Когда взрывом бомбы убило лейтенанта, а Коммунар еще только появился, именно он, Гриша Чоб, возглавил отряд. Не знаю, чем объяснить это — не то громадным его ростом, не то другой какой причиной, — Кирилюк тут же предложил ему командовать взводом. Именно Гриша в те дни, когда ни один командир не пожелал принять меня в часть без повестки, взял меня в свою группу. Не дожидаясь ничьих разрешений, он протянул мне котелок: "Бери, поешь с дороги!" Потом вручил лопату и тут же под вражеским обстрелом послал рыть пулеметные гнезда.
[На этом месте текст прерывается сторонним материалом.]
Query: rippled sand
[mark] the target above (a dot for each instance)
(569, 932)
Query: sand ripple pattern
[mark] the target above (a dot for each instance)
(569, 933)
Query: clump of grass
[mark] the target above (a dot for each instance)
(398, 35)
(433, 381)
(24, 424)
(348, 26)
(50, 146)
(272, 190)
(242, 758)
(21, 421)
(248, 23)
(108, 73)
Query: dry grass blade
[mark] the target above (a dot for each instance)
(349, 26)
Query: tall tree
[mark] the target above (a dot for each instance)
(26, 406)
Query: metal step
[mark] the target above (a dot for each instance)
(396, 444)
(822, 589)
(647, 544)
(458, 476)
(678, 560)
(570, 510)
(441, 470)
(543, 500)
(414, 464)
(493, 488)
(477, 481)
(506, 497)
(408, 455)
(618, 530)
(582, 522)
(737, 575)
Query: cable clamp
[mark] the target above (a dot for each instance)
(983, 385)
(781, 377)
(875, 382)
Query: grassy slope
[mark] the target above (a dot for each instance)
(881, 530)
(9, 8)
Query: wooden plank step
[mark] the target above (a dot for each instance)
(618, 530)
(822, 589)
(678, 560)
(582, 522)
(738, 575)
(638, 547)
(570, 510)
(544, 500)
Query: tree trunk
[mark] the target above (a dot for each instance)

Пришлось тогда вырубить чуть ли не целый сад, чтобы открыть широкий обзор для наших стрелков на случай, если враг вздумает переправиться через Днестр.
Да, в те дни Гриша казался нам действительно сказочным великаном. За одну ночь мы успевали сделать под его командой столько, сколько до войны не сделали бы и за неделю.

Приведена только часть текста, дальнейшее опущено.